Might he pitch if he attends Florida State?

“That wouldn’t be my No. 1 choice,” he said. “I’m comfortable with a bat in my hands. I would just say whatever the team needs, that’s what I’ll do.”

David Lowe wasn’t comfortable with a bat, but he could bring the cheese. With a big fastball and a “nasty slurve,” he pitched his Satellite Beach, Fla., high school to a state title his senior year. He was also quite a linebacker and committed to play football and basketball at Vanderbilt.

Then he was nominated for a spot in the Naval Academy.

“I always wanted to be an astronaut,” he said. “We were 22 miles from Cape Canaveral (growing up), and we’d go to the beach and watch the end of the Apollo series and the space shuttles take off. Pro baseball was not even a consideration.

“The calling to be a fighter pilot and to be an astronaut was too great. Between my junior and seniors seasons, I played for Team USA in the Intercontinental Cup, and a Mets scout said, ‘Do you know how many millions of dollars you are (giving) away by being in the Navy?’ I said, ‘No, but I don’t care.’ “

David spent 20 years in the Navy, though when the time came to choose test-pilot school—the path toward becoming an astronaut—he “took Top Gun because tactics was a lot more fun.”

Even when Lowe was away on overseas deployments, his boys played ball around the clock. At the family home in Virginia, David created a training compound of sorts.

“We didn’t have dining-room furniture,” said Wendy, who ran track and played basketball in high school. “We had a basketball goal, plastic golf clubs, baseballs that were squishy, a riding tractor, a slide. It was a full play room, not a dining room.”

Though the Lowe boys are righthanded, they both hit from the left side.

“They always had an affinity for swinging things,” David said. “And it was at a very young age when we saw they had . . . hand-eye coordination.
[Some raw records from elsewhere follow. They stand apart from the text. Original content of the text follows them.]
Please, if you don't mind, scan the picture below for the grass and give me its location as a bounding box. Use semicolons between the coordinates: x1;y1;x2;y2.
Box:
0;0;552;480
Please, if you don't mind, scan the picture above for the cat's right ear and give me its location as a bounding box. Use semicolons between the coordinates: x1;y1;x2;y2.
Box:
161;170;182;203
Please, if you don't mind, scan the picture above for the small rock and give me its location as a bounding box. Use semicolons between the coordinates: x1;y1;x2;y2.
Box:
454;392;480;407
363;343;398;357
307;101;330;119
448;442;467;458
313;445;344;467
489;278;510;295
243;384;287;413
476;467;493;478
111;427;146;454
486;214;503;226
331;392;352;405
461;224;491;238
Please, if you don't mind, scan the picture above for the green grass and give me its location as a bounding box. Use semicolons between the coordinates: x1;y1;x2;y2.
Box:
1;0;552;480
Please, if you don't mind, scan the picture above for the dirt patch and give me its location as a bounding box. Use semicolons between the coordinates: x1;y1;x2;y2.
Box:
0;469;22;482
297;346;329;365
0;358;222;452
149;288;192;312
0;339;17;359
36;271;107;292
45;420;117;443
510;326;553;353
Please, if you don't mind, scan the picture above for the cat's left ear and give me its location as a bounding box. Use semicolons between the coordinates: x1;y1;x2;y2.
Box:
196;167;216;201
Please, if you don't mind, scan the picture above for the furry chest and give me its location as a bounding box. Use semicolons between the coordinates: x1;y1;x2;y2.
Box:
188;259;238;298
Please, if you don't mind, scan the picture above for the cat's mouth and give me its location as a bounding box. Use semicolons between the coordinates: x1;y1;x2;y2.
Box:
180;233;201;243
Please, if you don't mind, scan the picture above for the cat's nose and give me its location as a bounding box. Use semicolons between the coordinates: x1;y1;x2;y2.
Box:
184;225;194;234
“Both threw righthanded, but Nathaniel picked up (golf clubs) lefthanded, and we didn’t touch anything. Josh would just mimic Nathaniel, and we let them go.”

Like their father, the Lowe brothers have long wielded big arms, yet they abandoned football in the middle of their high school careers, each with an idea unlike Dad’s—to take baseball as far as possible.

“I’m not going to give hard numbers,” David said, “but (it will need to be) money that will allow (Josh), if he does what he’s supposed to . . . (will) leave him so that if, God forbid something happens or doesn’t work out, he’s not going to be on welfare.”

That’s been a lot of time and money spent on training, equipment, instruction and summer-ball travel, but the Lowes wouldn’t change their family affair.

“A couple years ago, one of David’s brothers said, ‘Wendy, I wonder how many hours you’ve sat on bleachers?’ ” Wendy said. “We’d go to all those towns nobody wanted to go to. Now you see why.”